Zookeeper in 3 node Kubernetes cluster does not pass heath check in 2.8.0 #11070
Description
Describe the bug
Running the Kubernetes Helm chart with a 2.8.0 pulsar image, Zookeeper pod 0 runs but fails repeatedly. The rest of the Pulsar cluster is waiting on Zookeeper initialization. The Zookeeper health check is not passing "echo ruok | nc localhost 2181" is not returning "imok" - just hanging I think. So the kubernetes health check is failing repeatedly. Zookeeper is also complaining about not resolving zookeeper-1 and zookeeper-2 as usual but the zookeeper-0 log have a new NullReferenceException that we've not seen before:
10:58:55.990 [epollEventLoopGroup-4-2] WARN org.apache.zookeeper.server.NettyServerCnxnFactory - Exception caught
java.lang.NullPointerException: null
at org.apache.zookeeper.server.NettyServerCnxnFactory$CnxnChannelHandler.channelActive(NettyServerCnxnFactory.java:258) ~[org.apache.zookeeper-zookeeper-3.6.3.jar:3.6.3]
at io.netty.channel.AbstractChannelHandlerContext.invokeChannelActive(AbstractChannelHandlerContext.java:230) [io.netty-netty-transport-4.1.63.Final.jar:4.1.63.Final]
at io.netty.channel.AbstractChannelHandlerContext.invokeChannelActive(AbstractChannelHandlerContext.java:216) [io.netty-netty-transport-4.1.63.Final.jar:4.1.63.Final]
at io.netty.channel.AbstractChannelHandlerContext.fireChannelActive(AbstractChannelHandlerContext.java:209) [io.netty-netty-transport-4.1.63.Final.jar:4.1.63.Final]
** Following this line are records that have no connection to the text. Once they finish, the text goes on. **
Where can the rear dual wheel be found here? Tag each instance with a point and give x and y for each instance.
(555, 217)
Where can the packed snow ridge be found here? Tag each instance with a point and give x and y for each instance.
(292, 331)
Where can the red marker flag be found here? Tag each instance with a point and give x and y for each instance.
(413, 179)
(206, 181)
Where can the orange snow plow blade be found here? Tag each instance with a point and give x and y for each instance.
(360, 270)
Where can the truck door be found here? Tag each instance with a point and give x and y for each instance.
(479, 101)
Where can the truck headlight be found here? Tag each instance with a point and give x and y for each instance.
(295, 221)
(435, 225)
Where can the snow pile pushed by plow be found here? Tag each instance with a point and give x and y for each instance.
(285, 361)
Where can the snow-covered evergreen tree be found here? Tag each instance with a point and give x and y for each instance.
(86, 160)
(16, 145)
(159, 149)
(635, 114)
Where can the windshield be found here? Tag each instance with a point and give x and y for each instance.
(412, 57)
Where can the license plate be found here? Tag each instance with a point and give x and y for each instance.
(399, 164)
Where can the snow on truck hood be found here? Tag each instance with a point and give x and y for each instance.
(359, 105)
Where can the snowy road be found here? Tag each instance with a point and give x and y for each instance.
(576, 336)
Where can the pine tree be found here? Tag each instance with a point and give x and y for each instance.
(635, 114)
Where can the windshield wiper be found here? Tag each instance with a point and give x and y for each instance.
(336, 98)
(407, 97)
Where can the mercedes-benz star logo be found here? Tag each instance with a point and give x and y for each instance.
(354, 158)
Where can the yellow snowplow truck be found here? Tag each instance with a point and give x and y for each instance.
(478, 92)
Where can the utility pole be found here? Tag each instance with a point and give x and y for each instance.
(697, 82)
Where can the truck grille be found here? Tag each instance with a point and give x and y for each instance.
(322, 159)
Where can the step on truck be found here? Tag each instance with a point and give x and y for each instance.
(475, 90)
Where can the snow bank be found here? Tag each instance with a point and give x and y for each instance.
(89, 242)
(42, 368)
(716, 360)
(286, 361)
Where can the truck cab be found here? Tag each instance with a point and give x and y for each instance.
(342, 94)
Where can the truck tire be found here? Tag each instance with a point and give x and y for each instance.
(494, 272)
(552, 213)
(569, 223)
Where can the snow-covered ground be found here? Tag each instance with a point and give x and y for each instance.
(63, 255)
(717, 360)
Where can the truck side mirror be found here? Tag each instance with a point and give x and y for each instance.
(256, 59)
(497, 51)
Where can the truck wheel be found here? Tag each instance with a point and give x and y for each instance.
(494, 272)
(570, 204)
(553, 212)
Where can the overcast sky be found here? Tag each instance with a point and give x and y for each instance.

at io.netty.channel.DefaultChannelPipeline$HeadContext.channelActive(DefaultChannelPipeline.java:1398) [io.netty-netty-transport-4.1.63.Final.jar:4.1.63.Final]
at io.netty.channel.AbstractChannelHandlerContext.invokeChannelActive(AbstractChannelHandlerContext.java:230) [io.netty-netty-transport-4.1.63.Final.jar:4.1.63.Final]
at io.netty.channel.AbstractChannelHandlerContext.invokeChannelActive(AbstractChannelHandlerContext.java:216) [io.netty-netty-transport-4.1.63.Final.jar:4.1.63.Final]
at io.netty.channel.DefaultChannelPipeline.fireChannelActive(DefaultChannelPipeline.java:895) [io.netty-netty-transport-4.1.63.Final.jar:4.1.63.Final]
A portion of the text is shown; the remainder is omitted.